Money is the thing few want to talk about and yet everyone is obsessed with. It is topic of discussion in politics, in holidays and in life. Who has it. Who doesn’t. How do we get more of it. Few things about how to use it better. Make money work for you rather than the other way around.
Here’s ten considerations in changing your money dealings forever.
1. Transform your relationship to money. Instead of allowing money to control you, see it as a force you can control. Respect it, learn about debt and interest, savings, investments (and don’t see that as just conventional investments!).
Make better decisions about how and where your money goes. Dave Ramsey covers financial basics and shows people how to make that transformation, and many say it doesn’t work. In the Total Money Makeover he says “The thing that qualifies me most to teach about money is that I have done stupid with zeros on the end. I have been there, done that. I have a PhD in D-U-M-B…I know what it is like to have my marriage hanging by a thread because of financial stress. I know what it is like to have my hopes and dreams crushed by my own stupid decisions.”
2. Reduce your spending. Is there unnecessary expenses you can cut back on? This might be a coffee every morning on the way to work, cable or satellite television or movie theater excursions on the weekend. Have a budget and stick to it.Clearly define needs from wants.

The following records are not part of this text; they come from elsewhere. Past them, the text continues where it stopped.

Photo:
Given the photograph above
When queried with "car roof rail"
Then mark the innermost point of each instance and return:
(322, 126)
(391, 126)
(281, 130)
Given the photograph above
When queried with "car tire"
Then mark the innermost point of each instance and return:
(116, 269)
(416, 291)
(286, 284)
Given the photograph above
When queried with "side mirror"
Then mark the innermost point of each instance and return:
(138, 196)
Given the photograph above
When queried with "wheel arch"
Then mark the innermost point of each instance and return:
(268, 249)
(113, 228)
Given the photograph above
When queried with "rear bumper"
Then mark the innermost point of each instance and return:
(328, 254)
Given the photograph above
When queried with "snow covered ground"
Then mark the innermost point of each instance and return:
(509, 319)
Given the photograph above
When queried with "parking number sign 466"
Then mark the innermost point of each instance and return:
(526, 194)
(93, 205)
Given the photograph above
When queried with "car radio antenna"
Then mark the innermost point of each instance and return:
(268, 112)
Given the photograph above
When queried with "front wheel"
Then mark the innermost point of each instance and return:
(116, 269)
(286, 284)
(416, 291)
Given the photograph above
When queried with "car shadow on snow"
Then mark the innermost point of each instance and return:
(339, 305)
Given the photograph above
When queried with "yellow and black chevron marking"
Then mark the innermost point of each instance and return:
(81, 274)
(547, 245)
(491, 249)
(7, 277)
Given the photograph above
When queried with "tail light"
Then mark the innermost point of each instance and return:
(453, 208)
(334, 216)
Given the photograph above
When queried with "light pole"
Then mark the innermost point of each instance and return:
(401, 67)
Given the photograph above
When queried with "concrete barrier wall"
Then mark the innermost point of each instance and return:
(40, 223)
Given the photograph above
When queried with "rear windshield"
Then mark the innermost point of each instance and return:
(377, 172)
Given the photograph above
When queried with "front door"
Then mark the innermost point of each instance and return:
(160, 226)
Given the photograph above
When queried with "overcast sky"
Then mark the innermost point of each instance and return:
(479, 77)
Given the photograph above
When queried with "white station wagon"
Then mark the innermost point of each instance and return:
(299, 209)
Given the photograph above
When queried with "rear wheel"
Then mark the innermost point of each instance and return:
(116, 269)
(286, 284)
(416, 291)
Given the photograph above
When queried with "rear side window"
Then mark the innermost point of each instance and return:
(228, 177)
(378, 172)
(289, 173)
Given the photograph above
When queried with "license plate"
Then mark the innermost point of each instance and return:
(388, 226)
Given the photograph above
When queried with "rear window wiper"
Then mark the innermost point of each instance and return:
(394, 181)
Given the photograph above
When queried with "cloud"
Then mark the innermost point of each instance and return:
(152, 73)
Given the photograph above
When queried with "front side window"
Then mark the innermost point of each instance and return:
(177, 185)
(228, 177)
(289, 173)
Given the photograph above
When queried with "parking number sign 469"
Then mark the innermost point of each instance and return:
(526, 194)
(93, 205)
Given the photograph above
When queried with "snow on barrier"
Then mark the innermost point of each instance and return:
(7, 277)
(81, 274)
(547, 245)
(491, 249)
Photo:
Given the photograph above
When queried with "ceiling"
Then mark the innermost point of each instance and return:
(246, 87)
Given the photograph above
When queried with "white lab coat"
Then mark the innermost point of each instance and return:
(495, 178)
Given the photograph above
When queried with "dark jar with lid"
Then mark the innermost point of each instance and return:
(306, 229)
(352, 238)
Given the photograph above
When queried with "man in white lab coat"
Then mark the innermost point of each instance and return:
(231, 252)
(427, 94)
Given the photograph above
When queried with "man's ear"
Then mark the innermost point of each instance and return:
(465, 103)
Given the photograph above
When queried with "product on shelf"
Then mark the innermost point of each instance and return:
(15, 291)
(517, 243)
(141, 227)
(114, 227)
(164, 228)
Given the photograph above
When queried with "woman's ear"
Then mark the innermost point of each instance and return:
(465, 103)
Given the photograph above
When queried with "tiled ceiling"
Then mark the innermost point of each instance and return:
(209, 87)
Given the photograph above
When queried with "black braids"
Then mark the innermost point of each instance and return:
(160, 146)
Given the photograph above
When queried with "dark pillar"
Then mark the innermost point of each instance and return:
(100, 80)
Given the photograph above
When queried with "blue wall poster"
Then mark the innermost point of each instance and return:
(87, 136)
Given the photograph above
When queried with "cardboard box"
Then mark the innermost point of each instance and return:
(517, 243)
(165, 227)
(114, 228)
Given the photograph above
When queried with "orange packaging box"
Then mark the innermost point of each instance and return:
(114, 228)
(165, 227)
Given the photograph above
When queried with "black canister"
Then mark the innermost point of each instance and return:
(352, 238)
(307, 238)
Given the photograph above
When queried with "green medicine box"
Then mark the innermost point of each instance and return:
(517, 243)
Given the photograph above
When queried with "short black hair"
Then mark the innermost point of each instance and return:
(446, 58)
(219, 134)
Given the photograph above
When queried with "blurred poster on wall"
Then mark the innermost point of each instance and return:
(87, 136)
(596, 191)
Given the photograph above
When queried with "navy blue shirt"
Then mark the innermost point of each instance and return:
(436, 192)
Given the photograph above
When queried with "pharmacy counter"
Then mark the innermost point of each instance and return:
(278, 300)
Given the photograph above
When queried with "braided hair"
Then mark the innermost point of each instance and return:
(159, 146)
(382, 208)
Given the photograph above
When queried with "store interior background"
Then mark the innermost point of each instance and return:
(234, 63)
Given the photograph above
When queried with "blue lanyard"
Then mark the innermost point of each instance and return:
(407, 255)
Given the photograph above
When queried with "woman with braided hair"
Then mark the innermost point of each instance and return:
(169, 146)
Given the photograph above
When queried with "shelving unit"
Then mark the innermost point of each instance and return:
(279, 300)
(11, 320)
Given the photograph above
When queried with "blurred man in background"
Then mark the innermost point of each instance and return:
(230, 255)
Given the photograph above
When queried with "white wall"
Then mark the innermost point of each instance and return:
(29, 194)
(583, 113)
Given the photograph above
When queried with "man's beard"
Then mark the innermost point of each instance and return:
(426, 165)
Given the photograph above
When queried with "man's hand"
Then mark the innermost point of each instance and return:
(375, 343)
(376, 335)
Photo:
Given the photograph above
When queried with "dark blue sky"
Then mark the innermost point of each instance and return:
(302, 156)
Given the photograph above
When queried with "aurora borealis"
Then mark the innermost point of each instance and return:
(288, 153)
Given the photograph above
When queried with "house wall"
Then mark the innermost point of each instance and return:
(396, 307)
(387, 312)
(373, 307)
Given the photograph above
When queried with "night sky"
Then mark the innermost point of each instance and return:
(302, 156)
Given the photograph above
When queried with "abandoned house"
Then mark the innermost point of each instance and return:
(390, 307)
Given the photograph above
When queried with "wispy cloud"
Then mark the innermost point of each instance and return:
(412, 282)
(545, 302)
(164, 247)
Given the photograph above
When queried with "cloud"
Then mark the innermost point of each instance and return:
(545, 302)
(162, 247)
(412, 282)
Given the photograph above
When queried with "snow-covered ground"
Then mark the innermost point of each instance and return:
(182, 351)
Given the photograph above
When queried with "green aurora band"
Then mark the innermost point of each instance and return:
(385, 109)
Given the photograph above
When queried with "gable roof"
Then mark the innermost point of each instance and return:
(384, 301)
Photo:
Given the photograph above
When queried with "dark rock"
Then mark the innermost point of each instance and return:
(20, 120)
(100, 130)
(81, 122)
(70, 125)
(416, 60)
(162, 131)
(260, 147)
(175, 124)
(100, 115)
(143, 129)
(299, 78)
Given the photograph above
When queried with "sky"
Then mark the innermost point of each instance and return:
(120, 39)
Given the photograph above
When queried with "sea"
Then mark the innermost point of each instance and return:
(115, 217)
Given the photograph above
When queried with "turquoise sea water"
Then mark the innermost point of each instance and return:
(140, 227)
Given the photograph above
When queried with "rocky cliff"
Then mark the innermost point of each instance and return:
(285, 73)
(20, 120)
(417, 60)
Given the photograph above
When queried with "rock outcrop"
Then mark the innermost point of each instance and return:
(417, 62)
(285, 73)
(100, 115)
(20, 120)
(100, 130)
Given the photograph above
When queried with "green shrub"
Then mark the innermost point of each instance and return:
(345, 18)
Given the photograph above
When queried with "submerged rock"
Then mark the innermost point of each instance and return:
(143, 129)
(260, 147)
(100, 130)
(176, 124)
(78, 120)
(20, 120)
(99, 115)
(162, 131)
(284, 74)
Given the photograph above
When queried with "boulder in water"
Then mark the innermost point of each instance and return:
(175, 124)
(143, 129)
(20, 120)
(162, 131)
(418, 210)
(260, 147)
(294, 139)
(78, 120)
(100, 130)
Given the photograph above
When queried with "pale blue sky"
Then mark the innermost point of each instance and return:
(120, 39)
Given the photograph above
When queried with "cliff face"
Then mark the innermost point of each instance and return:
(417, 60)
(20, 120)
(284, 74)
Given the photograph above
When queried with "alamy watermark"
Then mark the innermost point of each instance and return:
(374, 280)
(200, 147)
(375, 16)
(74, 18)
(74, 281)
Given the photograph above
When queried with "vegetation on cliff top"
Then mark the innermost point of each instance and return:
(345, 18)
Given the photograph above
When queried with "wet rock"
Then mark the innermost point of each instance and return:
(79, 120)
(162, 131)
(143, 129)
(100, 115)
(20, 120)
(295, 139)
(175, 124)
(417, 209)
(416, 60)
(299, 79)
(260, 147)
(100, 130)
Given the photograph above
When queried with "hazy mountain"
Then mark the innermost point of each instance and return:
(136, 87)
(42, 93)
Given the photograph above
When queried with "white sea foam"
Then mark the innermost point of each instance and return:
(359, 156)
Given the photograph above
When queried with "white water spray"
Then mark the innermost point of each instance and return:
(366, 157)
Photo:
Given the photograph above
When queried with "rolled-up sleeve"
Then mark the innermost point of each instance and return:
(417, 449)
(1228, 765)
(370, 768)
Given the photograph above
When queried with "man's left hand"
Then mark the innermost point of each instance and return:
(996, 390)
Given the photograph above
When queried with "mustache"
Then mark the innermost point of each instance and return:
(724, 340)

3. Invest in education. If you can’t afford classes to improve yourself, “homeschool” yourself on the topic of choice with books. Don’t overlook things put on by local clubs. Search sites online to learn things. Perhaps you want to improve your marketing skills, or learn to identify trees. There’s even videos online to help with many topics at YouTube or Instructables.
4. Create a barter network, or participate in an existing one! Informally with friends it’s easy to exchange services and goods. Perhaps you need babysitting services, and someone else needs what you do. Work out the details and it saves your cash for other things. There are many online barter networks as well.
5. Exercise to lift your spirits and get the body moving. This doesn’t have to be a gym membership. Dance, jump rope, bike ride or take a walk all can be a means to get moving without a great deal of money. Look at cans in the pantry for 1 and 2 pound weights. Be inventive! Taking a walk in the evening costs nothing.
6. Pay off debts sounds like a no-brainer. Everyone looks for the best deal then charges it, where you end up paying many times more for it! Get credit cards paid off, and work towards eliminating debt. The higher interest ones, if eliminated, puts money in your pocket! Pay off smaller ones and work at the others. Call overdue bills and see if you can negotiate a cashout settlement to get debts paid. What can you sell to put money towards the debt pay down?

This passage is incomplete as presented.